Inhibition of Nodal signaling in vivo by SB431542 administration reduces distant metastasis of pancreatic cancer
Based on the above promising findings, we determined whether inhibition of Nodal signaling reduces the distant metastasis of pancreatic cancer. To establish a reliable liver metastasis model, splenic injection with a BxPC-3 and PSCs mixed single-cell suspension (cell proportion 5:1) was performed, and treatment with SB431542 was initiated 1 week after inoculation as described in the Materials and Methods (Figure 8A). In previous reports, SB431542 administration in vivo efficiently inhibited the Nodal signaling pathway and downregulated Nodal expression . In this experiment, Nodal expression in the SB431542-treated group was obviously decreased compared to the control group (Figure 8B).
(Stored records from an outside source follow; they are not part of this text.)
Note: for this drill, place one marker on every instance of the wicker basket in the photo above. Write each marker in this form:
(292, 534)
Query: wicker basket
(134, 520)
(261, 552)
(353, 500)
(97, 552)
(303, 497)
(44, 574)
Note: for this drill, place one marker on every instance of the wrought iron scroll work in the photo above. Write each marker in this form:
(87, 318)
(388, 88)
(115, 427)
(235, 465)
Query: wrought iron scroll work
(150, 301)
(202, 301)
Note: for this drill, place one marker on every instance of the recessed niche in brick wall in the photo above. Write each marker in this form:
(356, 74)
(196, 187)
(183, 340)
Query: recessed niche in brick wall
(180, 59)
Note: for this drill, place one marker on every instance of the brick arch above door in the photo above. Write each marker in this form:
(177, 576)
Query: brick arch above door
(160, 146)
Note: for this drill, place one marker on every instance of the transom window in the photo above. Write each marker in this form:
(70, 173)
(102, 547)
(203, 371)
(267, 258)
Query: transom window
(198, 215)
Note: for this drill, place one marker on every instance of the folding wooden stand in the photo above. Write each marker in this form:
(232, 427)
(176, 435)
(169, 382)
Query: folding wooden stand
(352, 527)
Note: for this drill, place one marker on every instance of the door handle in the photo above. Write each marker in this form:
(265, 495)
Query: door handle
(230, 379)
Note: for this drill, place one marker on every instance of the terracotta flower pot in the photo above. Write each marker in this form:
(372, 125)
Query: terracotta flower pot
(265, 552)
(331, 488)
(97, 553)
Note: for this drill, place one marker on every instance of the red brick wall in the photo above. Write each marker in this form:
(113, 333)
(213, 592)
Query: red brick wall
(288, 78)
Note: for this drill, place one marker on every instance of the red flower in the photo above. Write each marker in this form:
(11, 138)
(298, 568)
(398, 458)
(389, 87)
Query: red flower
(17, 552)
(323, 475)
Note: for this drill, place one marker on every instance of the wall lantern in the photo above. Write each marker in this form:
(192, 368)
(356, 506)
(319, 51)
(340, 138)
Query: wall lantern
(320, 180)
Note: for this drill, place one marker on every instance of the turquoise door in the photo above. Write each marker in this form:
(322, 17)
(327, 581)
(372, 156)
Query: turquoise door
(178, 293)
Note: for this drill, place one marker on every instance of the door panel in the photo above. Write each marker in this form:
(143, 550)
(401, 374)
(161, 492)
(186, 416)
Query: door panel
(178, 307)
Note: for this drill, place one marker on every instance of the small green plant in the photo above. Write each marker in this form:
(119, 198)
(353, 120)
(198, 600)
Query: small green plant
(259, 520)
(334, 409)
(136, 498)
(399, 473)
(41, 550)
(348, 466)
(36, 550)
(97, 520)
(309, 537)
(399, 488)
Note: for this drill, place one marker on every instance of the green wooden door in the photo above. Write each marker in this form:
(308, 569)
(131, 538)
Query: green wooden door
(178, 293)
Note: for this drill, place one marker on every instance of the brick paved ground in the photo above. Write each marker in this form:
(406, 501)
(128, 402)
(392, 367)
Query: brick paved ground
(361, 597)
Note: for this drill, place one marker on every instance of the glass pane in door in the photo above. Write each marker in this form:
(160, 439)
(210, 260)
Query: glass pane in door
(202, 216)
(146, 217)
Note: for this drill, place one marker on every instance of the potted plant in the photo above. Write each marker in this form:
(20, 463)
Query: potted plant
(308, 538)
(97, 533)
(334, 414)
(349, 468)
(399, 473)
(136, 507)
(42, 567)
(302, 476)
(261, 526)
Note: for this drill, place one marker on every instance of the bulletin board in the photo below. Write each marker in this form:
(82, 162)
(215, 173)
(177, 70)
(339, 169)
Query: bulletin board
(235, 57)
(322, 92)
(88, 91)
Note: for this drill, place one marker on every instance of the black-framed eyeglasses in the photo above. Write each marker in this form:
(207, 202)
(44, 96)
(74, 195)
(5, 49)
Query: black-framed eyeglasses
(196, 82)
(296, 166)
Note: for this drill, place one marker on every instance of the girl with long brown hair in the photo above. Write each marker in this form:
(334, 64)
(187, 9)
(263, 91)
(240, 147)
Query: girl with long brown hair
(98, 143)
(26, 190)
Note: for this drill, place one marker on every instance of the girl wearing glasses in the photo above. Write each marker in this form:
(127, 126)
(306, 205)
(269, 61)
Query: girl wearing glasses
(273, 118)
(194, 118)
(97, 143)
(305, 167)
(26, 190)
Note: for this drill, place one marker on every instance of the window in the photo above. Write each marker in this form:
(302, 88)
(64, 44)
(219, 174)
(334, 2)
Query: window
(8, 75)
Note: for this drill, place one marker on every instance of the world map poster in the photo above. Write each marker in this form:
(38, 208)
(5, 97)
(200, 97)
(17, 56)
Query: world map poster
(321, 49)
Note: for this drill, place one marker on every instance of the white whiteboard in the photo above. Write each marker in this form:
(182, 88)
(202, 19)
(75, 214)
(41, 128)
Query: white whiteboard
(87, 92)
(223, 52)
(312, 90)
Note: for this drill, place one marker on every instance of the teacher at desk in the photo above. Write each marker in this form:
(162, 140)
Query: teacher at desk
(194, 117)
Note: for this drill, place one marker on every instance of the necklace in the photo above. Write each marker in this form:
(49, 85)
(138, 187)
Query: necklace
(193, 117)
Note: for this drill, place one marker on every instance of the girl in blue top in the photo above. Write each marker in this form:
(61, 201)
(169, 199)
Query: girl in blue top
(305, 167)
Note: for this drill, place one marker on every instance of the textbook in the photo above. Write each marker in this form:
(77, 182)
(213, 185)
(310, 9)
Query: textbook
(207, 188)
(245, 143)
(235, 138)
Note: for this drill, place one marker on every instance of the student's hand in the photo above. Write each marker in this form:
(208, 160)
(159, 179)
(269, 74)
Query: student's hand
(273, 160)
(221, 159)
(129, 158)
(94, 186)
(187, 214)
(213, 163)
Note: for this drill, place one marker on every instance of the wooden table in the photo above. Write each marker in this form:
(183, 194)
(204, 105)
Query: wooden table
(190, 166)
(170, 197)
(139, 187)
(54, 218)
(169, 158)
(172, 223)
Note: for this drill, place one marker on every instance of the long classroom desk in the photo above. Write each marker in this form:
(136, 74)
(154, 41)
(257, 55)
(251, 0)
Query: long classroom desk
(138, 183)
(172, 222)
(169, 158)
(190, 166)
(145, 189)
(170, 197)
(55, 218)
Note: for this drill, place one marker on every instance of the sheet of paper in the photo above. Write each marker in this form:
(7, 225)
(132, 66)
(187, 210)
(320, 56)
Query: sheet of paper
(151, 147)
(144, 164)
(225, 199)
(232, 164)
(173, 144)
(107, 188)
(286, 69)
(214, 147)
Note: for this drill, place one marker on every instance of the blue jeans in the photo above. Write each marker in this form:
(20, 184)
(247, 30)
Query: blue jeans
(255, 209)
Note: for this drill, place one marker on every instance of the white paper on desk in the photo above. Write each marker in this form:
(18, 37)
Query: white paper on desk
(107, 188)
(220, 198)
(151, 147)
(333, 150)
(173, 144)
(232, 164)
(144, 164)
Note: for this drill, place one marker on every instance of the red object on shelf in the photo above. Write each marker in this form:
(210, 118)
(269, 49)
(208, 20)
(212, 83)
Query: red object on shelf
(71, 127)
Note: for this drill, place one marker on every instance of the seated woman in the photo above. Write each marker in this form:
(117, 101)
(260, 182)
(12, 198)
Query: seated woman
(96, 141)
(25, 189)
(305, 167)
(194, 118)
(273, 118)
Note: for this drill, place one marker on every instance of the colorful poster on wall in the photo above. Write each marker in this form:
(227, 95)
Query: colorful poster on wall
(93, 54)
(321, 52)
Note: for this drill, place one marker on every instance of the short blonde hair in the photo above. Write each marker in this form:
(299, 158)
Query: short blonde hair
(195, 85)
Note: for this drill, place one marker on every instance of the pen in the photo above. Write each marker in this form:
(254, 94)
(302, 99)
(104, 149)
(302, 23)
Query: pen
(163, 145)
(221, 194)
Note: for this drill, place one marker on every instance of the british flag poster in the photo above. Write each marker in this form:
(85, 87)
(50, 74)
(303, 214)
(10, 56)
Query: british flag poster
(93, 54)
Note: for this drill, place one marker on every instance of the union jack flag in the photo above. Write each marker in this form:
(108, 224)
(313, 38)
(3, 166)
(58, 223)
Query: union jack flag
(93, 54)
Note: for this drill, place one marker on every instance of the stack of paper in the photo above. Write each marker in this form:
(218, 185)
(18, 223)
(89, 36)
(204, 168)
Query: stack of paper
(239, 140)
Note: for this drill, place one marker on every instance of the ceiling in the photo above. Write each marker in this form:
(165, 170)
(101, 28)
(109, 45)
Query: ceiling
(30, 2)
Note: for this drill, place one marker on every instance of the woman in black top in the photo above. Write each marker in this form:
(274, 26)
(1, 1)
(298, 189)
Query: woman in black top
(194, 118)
The phosphorylation of Smad2 in the treated group was decreased compared to the untreated control (Figure 8B), suggesting that SB431542 administration efficiently blocked Nodal signaling. The average size of primary tumors in the two groups was assessed 8 weeks after inoculation. SB431542 treatment did not statistically significantly decelerate primary tumor growth (P = 0.5631compared to the untreated group) (Figure 8C). As shown in Supplementary Figure 4, metastases tumor tissues exhibited higher Nodal expression compared to primary tissues, and SB431542 administration efficiently down regulated Nodal expression in metastases tumor specimens, indicating that Nodal signaling might be associated with the process of metastasis. Then, we examined the number and size of the liver metastases. Compared to the control group treated with PBS, administration of SB431542 significantly decreased the number (n = 10, P = 0.0003; Figure 8D) and size (n = 10, P < 0.0001; Figure 8F) of the liver metastases.
Current therapies for managing pancreatic cancer patients are largely ineffective. The major reason for the extremely high mortality rate in pancreatic cancer patients is the invasive and metastatic phenotype of the cancer cells. Previous studies have demonstrated that hESC-associated genes are re-expressed in tumor tissue and developmental signaling pathways are re-activated during malignant disease initiation and progression [2, 4, 5]. In this study, we explored the role of Nodal, which is a potent embryonic morphogen, in the invasiveness and metastasis of pancreatic cancer cells for the first time.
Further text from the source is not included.